From Blackadder to Call the Midwife, from PG Tips to Harry Potter, this is (at last) Miriam Margolyes extraordinary life story, and it’s well worth the wait.
BAFTA award-winning actor Miriam Margolyes, OBE, is Britain’s favourite (and naughtiest) treasure. She has been the voice of everything, from Monkey to the Cadbury’s Caramel Rabbit, and has brought to life a myriad of unforgettable characters from Lady Whiteadder to Professor Sprout. Now, at the age of eighty, she has finally decided to tell her extraordinary life story.
Find out how being conceived in an air-raid gave her curly hair; what pranks led to her being known as the naughtiest girl Oxford High School ever had; how she ended up posing nude for Augustus John as a teenager; why Bob Monkhouse was the best (male) kiss she’s ever had; and what happened next after Warren Beatty asked ‘Do you fuck?’
With a cast list stretching from Scorsese to Streisand, a cross-dressing Leonardo di Caprio to Isaiah Berlin, This Much Is True is as warm and honest, as full of life and surprises, as its inimitable author.
I picked this up because I needed to read something different, and it’s certainly that.
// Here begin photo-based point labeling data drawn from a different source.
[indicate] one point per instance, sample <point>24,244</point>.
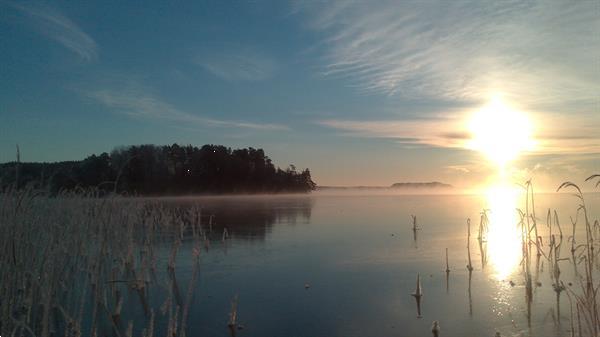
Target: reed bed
<point>582,293</point>
<point>80,265</point>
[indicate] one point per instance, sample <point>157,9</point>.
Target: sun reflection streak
<point>503,237</point>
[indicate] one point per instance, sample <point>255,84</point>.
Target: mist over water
<point>359,258</point>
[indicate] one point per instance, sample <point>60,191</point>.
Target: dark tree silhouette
<point>164,170</point>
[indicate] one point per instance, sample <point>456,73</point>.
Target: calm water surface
<point>360,259</point>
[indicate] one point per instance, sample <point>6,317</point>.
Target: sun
<point>500,132</point>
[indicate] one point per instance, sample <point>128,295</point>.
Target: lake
<point>346,265</point>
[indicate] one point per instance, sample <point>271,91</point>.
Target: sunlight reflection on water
<point>504,237</point>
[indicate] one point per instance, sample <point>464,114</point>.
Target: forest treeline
<point>163,170</point>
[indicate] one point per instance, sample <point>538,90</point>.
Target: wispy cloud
<point>556,134</point>
<point>430,132</point>
<point>134,100</point>
<point>541,54</point>
<point>238,64</point>
<point>51,22</point>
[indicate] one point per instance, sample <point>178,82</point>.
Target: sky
<point>362,93</point>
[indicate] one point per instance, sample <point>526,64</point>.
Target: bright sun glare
<point>500,132</point>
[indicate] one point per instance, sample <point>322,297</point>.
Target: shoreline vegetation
<point>76,264</point>
<point>169,170</point>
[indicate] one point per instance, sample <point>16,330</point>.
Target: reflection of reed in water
<point>469,291</point>
<point>415,228</point>
<point>417,295</point>
<point>447,273</point>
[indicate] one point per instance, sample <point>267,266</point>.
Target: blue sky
<point>361,93</point>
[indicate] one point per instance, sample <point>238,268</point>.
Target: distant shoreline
<point>395,186</point>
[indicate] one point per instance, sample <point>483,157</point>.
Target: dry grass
<point>69,263</point>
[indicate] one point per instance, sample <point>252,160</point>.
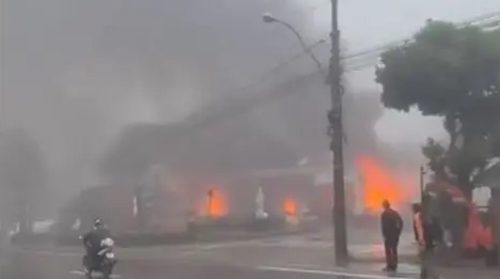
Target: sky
<point>74,68</point>
<point>370,23</point>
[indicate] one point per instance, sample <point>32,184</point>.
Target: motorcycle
<point>104,262</point>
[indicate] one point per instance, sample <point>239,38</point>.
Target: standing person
<point>430,235</point>
<point>392,225</point>
<point>417,221</point>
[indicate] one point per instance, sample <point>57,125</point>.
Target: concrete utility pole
<point>336,145</point>
<point>335,129</point>
<point>422,183</point>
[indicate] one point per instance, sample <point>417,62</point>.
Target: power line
<point>365,58</point>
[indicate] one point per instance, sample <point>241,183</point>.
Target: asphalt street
<point>285,257</point>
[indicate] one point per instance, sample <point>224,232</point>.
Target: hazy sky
<point>369,23</point>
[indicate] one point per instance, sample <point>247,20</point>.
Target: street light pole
<point>335,130</point>
<point>268,18</point>
<point>336,145</point>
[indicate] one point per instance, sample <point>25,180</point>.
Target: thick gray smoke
<point>74,72</point>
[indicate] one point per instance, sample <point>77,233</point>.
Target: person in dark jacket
<point>92,241</point>
<point>392,225</point>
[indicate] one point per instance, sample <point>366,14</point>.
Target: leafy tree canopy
<point>455,73</point>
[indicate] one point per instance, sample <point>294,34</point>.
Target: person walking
<point>429,235</point>
<point>392,225</point>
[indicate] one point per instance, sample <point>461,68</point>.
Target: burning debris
<point>379,184</point>
<point>290,207</point>
<point>215,204</point>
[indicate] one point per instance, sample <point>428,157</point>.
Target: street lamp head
<point>268,18</point>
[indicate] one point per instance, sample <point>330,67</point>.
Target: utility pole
<point>336,145</point>
<point>422,182</point>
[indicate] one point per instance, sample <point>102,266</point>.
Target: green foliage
<point>455,73</point>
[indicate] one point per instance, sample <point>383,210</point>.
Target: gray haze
<point>75,72</point>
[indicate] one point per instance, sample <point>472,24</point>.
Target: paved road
<point>285,257</point>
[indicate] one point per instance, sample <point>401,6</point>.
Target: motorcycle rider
<point>92,242</point>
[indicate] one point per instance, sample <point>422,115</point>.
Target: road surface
<point>276,258</point>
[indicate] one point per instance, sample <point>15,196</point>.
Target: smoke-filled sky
<point>75,71</point>
<point>367,23</point>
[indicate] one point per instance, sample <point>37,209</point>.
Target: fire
<point>379,185</point>
<point>215,204</point>
<point>290,207</point>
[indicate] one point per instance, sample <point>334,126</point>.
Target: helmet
<point>98,223</point>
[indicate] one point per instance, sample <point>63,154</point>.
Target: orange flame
<point>379,185</point>
<point>216,204</point>
<point>290,207</point>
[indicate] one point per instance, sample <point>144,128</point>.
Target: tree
<point>23,179</point>
<point>454,73</point>
<point>435,153</point>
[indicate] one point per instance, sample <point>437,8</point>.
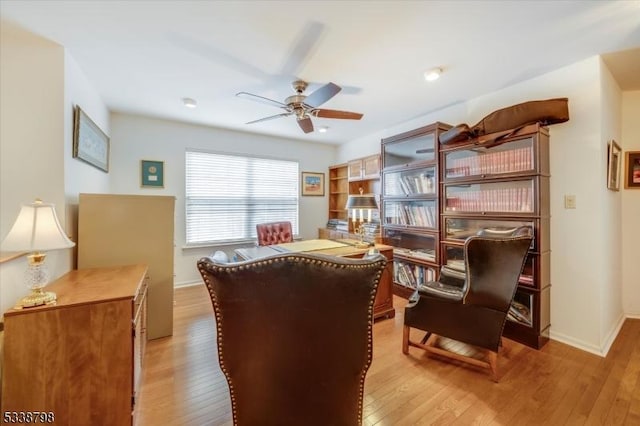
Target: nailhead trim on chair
<point>282,258</point>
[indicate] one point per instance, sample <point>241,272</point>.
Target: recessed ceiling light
<point>432,74</point>
<point>189,103</point>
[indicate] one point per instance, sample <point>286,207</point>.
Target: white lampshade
<point>36,229</point>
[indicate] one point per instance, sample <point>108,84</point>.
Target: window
<point>227,195</point>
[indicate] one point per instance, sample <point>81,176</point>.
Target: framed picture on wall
<point>90,144</point>
<point>152,174</point>
<point>312,183</point>
<point>632,170</point>
<point>613,166</point>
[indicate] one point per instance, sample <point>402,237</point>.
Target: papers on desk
<point>307,245</point>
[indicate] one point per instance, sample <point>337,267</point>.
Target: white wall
<point>612,315</point>
<point>582,239</point>
<point>630,209</point>
<point>78,175</point>
<point>31,142</point>
<point>136,138</point>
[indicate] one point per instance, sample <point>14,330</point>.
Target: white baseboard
<point>576,343</point>
<point>589,347</point>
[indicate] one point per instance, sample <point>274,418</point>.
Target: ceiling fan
<point>304,107</point>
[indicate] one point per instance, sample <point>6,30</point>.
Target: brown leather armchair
<point>470,307</point>
<point>274,233</point>
<point>294,335</point>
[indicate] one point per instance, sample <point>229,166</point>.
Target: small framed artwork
<point>312,183</point>
<point>613,166</point>
<point>90,144</point>
<point>632,170</point>
<point>152,174</point>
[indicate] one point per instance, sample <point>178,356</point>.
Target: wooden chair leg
<point>493,365</point>
<point>405,339</point>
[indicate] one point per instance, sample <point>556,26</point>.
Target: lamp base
<point>37,298</point>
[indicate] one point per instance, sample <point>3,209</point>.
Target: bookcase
<point>338,191</point>
<point>502,188</point>
<point>347,179</point>
<point>410,205</point>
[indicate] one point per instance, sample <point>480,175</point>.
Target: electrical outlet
<point>569,201</point>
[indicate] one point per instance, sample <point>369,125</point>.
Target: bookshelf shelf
<point>503,189</point>
<point>410,205</point>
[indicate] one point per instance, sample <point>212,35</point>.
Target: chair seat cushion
<point>438,289</point>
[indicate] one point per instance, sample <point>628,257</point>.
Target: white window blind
<point>227,195</point>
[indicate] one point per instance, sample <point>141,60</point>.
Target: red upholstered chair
<point>274,233</point>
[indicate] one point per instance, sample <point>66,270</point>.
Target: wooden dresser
<point>81,358</point>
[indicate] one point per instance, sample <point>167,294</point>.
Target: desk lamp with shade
<point>36,230</point>
<point>360,204</point>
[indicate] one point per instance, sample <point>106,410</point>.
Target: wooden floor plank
<point>182,383</point>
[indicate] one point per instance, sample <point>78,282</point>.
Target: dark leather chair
<point>274,233</point>
<point>469,307</point>
<point>294,335</point>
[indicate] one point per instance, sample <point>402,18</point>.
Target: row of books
<point>510,161</point>
<point>519,313</point>
<point>411,275</point>
<point>422,183</point>
<point>495,200</point>
<point>411,214</point>
<point>423,253</point>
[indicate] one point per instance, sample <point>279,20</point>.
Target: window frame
<point>249,227</point>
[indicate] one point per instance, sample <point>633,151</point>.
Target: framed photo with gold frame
<point>90,144</point>
<point>613,166</point>
<point>632,170</point>
<point>313,183</point>
<point>151,174</point>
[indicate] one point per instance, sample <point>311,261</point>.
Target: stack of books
<point>338,225</point>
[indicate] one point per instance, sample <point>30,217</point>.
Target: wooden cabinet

It’s also laugh-out-loud hilarious and will have you cheering on Margolyes for her absolute audacity. It’s written as though you’re sitting down for tea – or a few gins – with a masterful storyteller. Margolyes weaves a riveting tale into this or, more accurately, multiple tales, and as she points out, those the lawyers allowed her to retain.
From declaring her love to Vanessa Redgrave to being told to be quiet by the Queen, this book is packed with brilliant, hilarious stories. But it also has incredible heart and intelligence. It’s the story of a woman who has fought systems, and labels, and misogyny (oh the Monty Python crew) and homophobia her entire life, but with an old school attitude that in these politically correct times is incredibly refreshing. She doesn’t diminish the road bumps in life, but with the wisdom of age, sees them for the entertainment they are.
Another special layer to this book is her relationship with her long-term Australian partner Heather. Their relationship, while not secret, has remained private. Margolyes deep love for her partner of over fifty years shines through here.
The highlight for me was her theatre stories; the actors she worked with, the productions she worked on, the incredibly colourful vagabond life that these artists lead. From her days at Cambridge to Broadway and her life on the road with shows such as Fiddler on the Roof, these chapters are a gossip fest of famous actors, theatrical legends, and work anecdotes.
Stephen Fry says on the cover: ‘There is no one on earth quite so wonderful.’ I’d have to agree. I had the best time with this book – two nights of pure and utter entertainment. Margolyes writes: ‘From the very beginning, I always wanted to connect with people using language and humour and naughtiness. I hope people will like me, but if they don’t, I want them to notice me.’ It’s impossible to not like her. This Much is True is a rollicking read.